In the severe form of the disease symptoms present in newborns. Symptoms include drooping eyelids, restricted eye movement, and generalised muscle weakness that causes swallowing difficulties and respiratory problems. Motor development is delayed and these children often have breathing problems. They may require respiratory support (via a ventilator). Facial bone abnormalities may occur and can cause misalignment of the bite. Some children develop scoliosis.

In the intermediate form symptoms are usually not apparent until around the age of one, when muscle weakness begins to restrict eye movements and the eyelids drop. Symptoms of muscle weakness and fatigability are relatively mild, and do not cause any major disability.

The mild form of the disorder is not associated with motor delay, although these children may appear clumsy and find running a bit difficult.

The prognosis of primary acetylcholine receptor deficiency depends on the severity of the condition. All types are stationary, meaning that the condition remains stable, neither improving nor deteriorating over time.

The onset and severity of slow channel syndrome varies. Symptoms may present in newborns, while others remain asymptomatic until the age of 50. Early onset muscle weakness is associated with a more severe form of the disease. Face, neck, trunk and limb muscles may be affected. Respiratory musculature may also be involved. Muscle weakness is most pronounced in the neck and the underarm muscles that stretch the wrists and fingers. Muscle strength and endurance decrease successively with age.

Other defects

Mutations in the DOK7 gene usually give rise to symptoms in childhood or early adulthood, including hip and leg weakness that causes walking difficulties. Drooping eyelids and breathing problems are also common. The condition is progressive, but the degree of muscle weakness varies considerably from case to case. The symptoms can be mistaken for a variant of limb-girdle muscle dystrophy.

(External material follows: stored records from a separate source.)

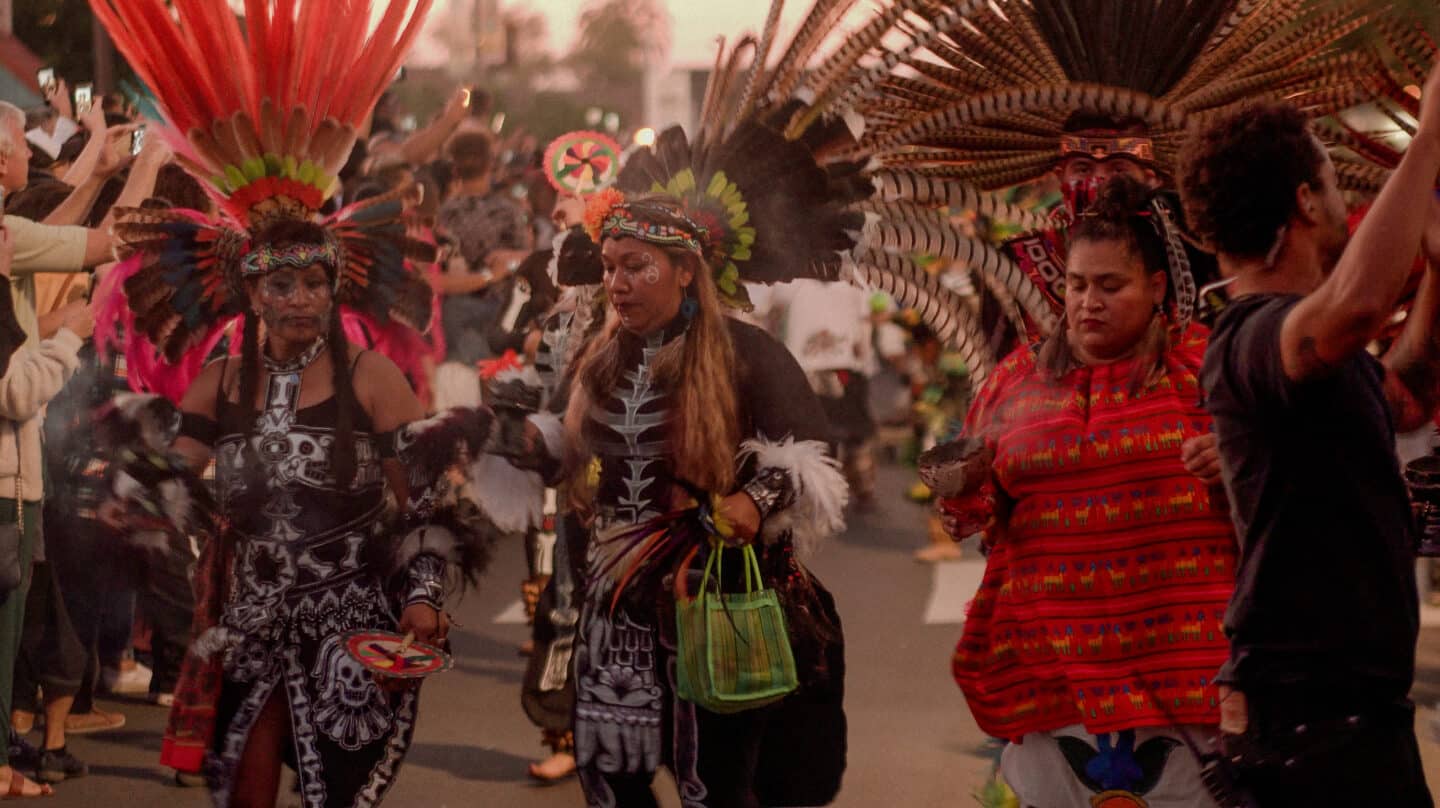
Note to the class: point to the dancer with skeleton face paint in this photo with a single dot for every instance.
(327, 493)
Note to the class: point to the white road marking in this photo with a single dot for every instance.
(952, 586)
(514, 614)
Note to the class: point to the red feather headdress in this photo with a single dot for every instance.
(264, 113)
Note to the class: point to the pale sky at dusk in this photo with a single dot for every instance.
(694, 23)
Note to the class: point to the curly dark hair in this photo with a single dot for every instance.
(1122, 212)
(1239, 176)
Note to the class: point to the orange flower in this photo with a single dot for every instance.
(598, 209)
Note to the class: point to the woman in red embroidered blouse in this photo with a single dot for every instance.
(1110, 550)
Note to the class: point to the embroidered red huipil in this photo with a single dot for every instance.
(1102, 601)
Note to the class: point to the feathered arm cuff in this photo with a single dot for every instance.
(798, 488)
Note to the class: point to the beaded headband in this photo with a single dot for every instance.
(265, 259)
(1105, 147)
(609, 216)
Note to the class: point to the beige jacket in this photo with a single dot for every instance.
(35, 376)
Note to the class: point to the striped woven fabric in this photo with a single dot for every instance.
(1102, 604)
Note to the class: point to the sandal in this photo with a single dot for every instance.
(558, 768)
(18, 784)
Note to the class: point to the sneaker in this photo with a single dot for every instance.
(95, 720)
(126, 681)
(58, 765)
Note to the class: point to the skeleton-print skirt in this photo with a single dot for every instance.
(347, 735)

Symptoms of fast channel syndrome are often present at birth or appear during the first or second year of life. The severity of muscle weakness and fatigability varies, but eye, face, neck, trunk and limb muscles are usually affected. Some individuals have congenital multiple joint contractures (arthrogryposis).

Diagnosis

Congenital myasthenia disorders are diagnosed on the basis of characteristic symptoms, age of onset and the results of neurophysiological tests, particularly repetitive nerve stimulation (RNS). In an RNS test a fast series of electric impulses stimulate a motor nerve. The muscle controlled by the nerve will respond electrically and mechanically (by contracting). This response is measured and neuromuscular transmission abnormalities can be detected.

  • Congenital myasthenia with episodic apnoea: Decreased muscle response to RNS, but only after prolonged nerve stimulation or following active muscle work.
  • Acetylcholinesterase deficiency: Even a single nerve impulse causes a series of minor muscle contractions. RNS causes decreased muscle response.
  • Primary acetylcholine receptor deficiency: Rapidly decreased muscle response to RNS.
  • Mutation in the DOK7 gene: Rapidly decreased muscle response to RNS.
  • Slow channel syndrome: Muscle response to RNS decreases rapidly, and single nerve stimulation results in repeated minor muscle contractions.
  • Fast channel syndrome: RNS results in rapidly decreased muscle response.

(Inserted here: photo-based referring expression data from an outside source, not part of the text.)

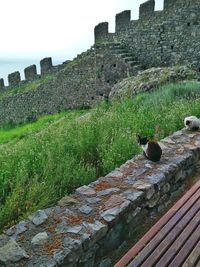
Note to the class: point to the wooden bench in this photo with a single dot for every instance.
(174, 240)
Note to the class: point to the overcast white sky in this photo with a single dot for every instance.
(57, 28)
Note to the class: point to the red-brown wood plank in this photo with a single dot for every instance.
(186, 249)
(152, 232)
(177, 244)
(167, 228)
(194, 257)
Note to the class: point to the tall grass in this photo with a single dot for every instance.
(44, 166)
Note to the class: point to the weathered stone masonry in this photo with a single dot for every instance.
(158, 38)
(92, 226)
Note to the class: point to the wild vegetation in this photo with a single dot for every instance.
(45, 160)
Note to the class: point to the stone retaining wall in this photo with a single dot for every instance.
(90, 227)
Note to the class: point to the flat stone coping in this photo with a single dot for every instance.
(79, 226)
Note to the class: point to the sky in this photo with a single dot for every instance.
(61, 29)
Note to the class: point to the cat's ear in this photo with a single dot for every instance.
(138, 137)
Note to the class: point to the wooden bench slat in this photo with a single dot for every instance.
(157, 239)
(194, 258)
(186, 249)
(173, 249)
(126, 259)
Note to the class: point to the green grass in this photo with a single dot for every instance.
(14, 133)
(53, 160)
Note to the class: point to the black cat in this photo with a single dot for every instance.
(152, 150)
(192, 123)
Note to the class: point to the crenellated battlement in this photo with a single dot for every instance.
(162, 38)
(158, 38)
(31, 74)
(122, 20)
(147, 9)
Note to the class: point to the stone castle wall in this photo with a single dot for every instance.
(157, 38)
(93, 227)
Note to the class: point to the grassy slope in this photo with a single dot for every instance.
(42, 167)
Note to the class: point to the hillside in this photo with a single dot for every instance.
(50, 158)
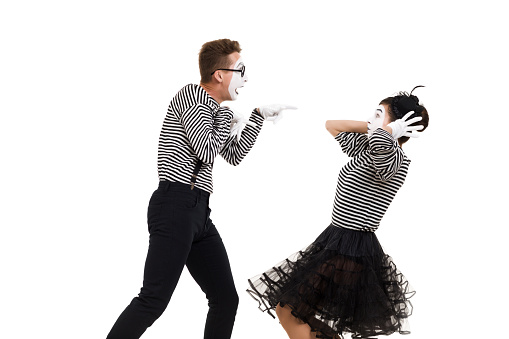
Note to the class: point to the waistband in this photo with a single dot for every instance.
(166, 185)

Three other tests are usually performed to distinguish congenital myasthenia from other disorders involving impaired neuromuscular transmission. They are also used to identify the specific type. Single Fibre EMG, in which a thin needle electrode is inserted into the muscle, is used to measure the efficiency of neuromuscular transmission. Autoimmune myasthenia gravis is excluded by testing for the presence of antibodies against the acetylcholine receptor. In the third test a substance blocking acetylcholine degradation is injected into the muscle and the effect on muscle strength is measured.

DNA-based diagnostic testing is often possible. It is important that the condition is accurately diagnosed in order to assure that the genetic information is correct and also because some forms of congenital myasthenia can be treated medically.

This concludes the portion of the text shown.